コンベンショナルをしっかりやり込むことをお勧めします。

佐名木:最後に今後の抱負をお願いします。

山川:まずは一般のジャパンクラシックパワーリフティング選手権大会(以下「JCP」)で優勝したいですね。日本記録も大幅に更新出来るように頑張りたいです。

佐名木:数字的には?

山川:来年のJCPで達成したいのは、スクワット310㎏、ベンチプレス210㎏、デッドリフトは330㎏、トータル850㎏です。

そして日本代表として一般の部で国際大会に挑戦したいです。

佐名木:出来ると思います!頑張ってください!

山川:頑張ります!

【さいごに】

山川選手はまだまだキャリアは浅いものの、そのトレーニングに対する探究心は私が今まで出会ってきた若手トレーニーとは異質なものでした。パワーリフティング3種目に限らずウエイトリフティング種目やストレングスを追求する様々な種目を高いレベルで実践し、プログラムも研究しています。

山川選手からオンラインのパーソナル指導を受けたい場合は下記までDMをお願いします。
Twitter:@Bacon_05410
Instagram:bacon_sc

短いキャリアの中であっという間に日本の頂点まで駆け上がり、世界の重量級という大きな壁を経験し、怪我もして国内での敗北も経験しました。

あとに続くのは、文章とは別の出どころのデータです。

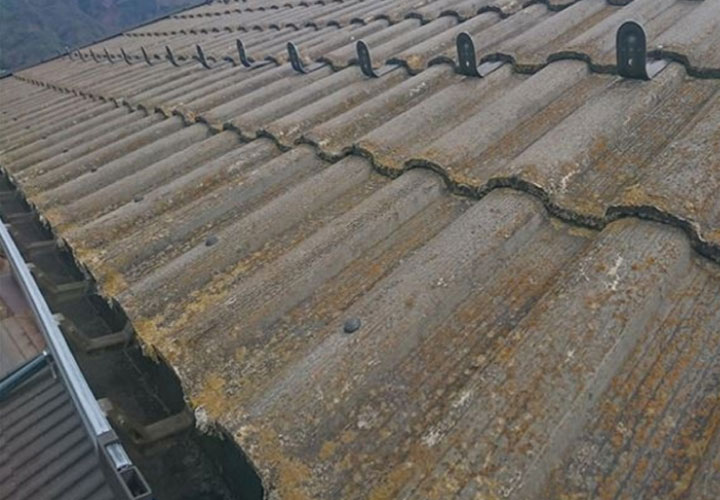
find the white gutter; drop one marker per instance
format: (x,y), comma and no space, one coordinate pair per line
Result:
(92,416)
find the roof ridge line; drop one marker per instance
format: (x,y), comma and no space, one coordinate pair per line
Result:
(702,246)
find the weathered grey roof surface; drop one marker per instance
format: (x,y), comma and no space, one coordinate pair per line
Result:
(20,339)
(533,256)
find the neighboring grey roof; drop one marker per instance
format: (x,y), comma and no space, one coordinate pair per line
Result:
(533,255)
(45,452)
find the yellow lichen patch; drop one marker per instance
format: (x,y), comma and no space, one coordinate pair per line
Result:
(112,283)
(389,487)
(327,450)
(637,196)
(212,396)
(148,333)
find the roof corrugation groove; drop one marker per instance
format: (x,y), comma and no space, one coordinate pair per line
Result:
(551,331)
(44,449)
(20,339)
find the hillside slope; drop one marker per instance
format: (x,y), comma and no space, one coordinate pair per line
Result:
(34,30)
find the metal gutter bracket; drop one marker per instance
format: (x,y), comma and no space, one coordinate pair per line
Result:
(365,61)
(631,53)
(145,56)
(201,57)
(170,56)
(125,56)
(297,63)
(244,60)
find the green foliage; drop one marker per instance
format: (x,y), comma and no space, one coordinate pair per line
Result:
(35,30)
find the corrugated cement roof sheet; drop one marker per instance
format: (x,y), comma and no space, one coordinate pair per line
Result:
(527,262)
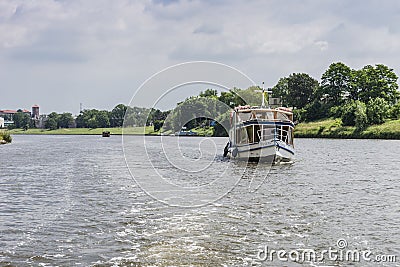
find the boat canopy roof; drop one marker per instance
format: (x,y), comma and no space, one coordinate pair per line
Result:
(246,113)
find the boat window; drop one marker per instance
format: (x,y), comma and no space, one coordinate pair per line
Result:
(250,134)
(241,136)
(267,133)
(282,116)
(257,136)
(244,116)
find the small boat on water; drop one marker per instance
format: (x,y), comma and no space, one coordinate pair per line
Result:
(261,134)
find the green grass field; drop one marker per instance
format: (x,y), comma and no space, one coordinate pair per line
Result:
(329,128)
(332,128)
(87,131)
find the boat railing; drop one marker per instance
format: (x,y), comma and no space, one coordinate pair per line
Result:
(282,135)
(264,136)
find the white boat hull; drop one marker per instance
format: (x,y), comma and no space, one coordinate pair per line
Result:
(269,152)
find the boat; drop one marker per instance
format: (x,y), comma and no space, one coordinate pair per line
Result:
(261,133)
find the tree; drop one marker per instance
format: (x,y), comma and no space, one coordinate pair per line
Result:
(21,119)
(377,110)
(229,98)
(102,118)
(209,93)
(117,115)
(51,124)
(361,119)
(379,81)
(281,90)
(297,90)
(65,120)
(335,83)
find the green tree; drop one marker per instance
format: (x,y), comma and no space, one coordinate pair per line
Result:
(117,115)
(336,83)
(297,90)
(281,90)
(379,81)
(360,114)
(229,98)
(102,118)
(65,120)
(395,111)
(22,119)
(51,124)
(377,110)
(209,93)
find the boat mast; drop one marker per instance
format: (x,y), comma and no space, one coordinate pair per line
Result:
(263,101)
(263,98)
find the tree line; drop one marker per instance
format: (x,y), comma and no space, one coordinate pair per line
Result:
(358,97)
(93,118)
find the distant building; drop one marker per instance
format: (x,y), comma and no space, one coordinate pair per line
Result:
(8,114)
(35,112)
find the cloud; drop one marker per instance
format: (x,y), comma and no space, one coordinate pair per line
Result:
(104,45)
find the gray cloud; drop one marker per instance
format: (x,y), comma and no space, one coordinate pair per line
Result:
(108,48)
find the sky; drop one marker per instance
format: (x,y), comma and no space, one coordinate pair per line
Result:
(59,53)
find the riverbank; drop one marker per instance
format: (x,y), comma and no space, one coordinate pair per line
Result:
(86,131)
(5,137)
(332,128)
(149,130)
(329,128)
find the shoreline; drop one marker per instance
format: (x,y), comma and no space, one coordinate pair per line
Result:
(333,129)
(328,128)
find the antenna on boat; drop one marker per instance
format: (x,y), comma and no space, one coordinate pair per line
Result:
(263,101)
(268,91)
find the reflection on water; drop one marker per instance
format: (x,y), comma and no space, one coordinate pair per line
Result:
(68,200)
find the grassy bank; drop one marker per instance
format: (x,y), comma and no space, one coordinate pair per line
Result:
(333,129)
(5,137)
(86,131)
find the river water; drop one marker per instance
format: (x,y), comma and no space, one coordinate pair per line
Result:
(78,201)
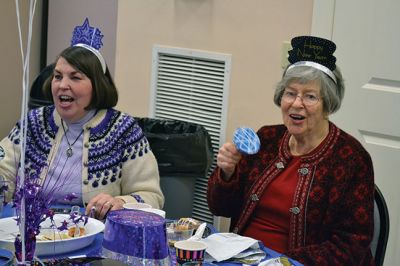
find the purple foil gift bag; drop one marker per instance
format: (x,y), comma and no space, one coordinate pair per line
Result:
(136,237)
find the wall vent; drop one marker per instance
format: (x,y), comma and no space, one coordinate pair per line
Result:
(192,86)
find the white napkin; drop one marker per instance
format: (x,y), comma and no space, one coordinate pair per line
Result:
(223,246)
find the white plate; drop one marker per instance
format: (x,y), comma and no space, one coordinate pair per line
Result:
(9,229)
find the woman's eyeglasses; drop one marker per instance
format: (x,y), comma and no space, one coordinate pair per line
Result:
(308,99)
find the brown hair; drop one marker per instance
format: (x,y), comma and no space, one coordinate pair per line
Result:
(104,93)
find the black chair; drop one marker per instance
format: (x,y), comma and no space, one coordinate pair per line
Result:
(381,228)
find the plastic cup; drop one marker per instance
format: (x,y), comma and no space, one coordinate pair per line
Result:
(190,251)
(154,210)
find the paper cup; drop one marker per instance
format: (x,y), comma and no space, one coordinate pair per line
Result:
(136,206)
(190,251)
(176,233)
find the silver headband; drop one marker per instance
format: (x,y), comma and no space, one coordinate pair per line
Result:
(316,66)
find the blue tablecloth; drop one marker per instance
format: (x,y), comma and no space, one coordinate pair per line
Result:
(94,249)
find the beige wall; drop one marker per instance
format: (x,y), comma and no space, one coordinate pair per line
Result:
(11,62)
(252,31)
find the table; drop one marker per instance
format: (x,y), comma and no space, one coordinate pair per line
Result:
(94,249)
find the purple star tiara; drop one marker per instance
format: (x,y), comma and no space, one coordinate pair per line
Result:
(90,38)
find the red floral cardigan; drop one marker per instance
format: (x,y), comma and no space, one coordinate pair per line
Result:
(332,213)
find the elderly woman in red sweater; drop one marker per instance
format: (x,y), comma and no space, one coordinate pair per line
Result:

一昔前なら120㎏級は出場者も少なく国内の大会ではあまり競争の無かった階級でしたが今3月に行われるはずだったJCPのエントリーはなんと19名。そのうち予選トータルが745.5㎏~775㎏までの間に6名いるという混戦階級となりました。

勿論この数字でも世界大会となると一桁の順位が付くのは難しいだろうが、今後彼らが切磋琢磨していく事で必ず日本人が重量級でメダルをとれる日が来ると思う。
そのトップランナーとして山川選手のこれからの活躍に期待しています。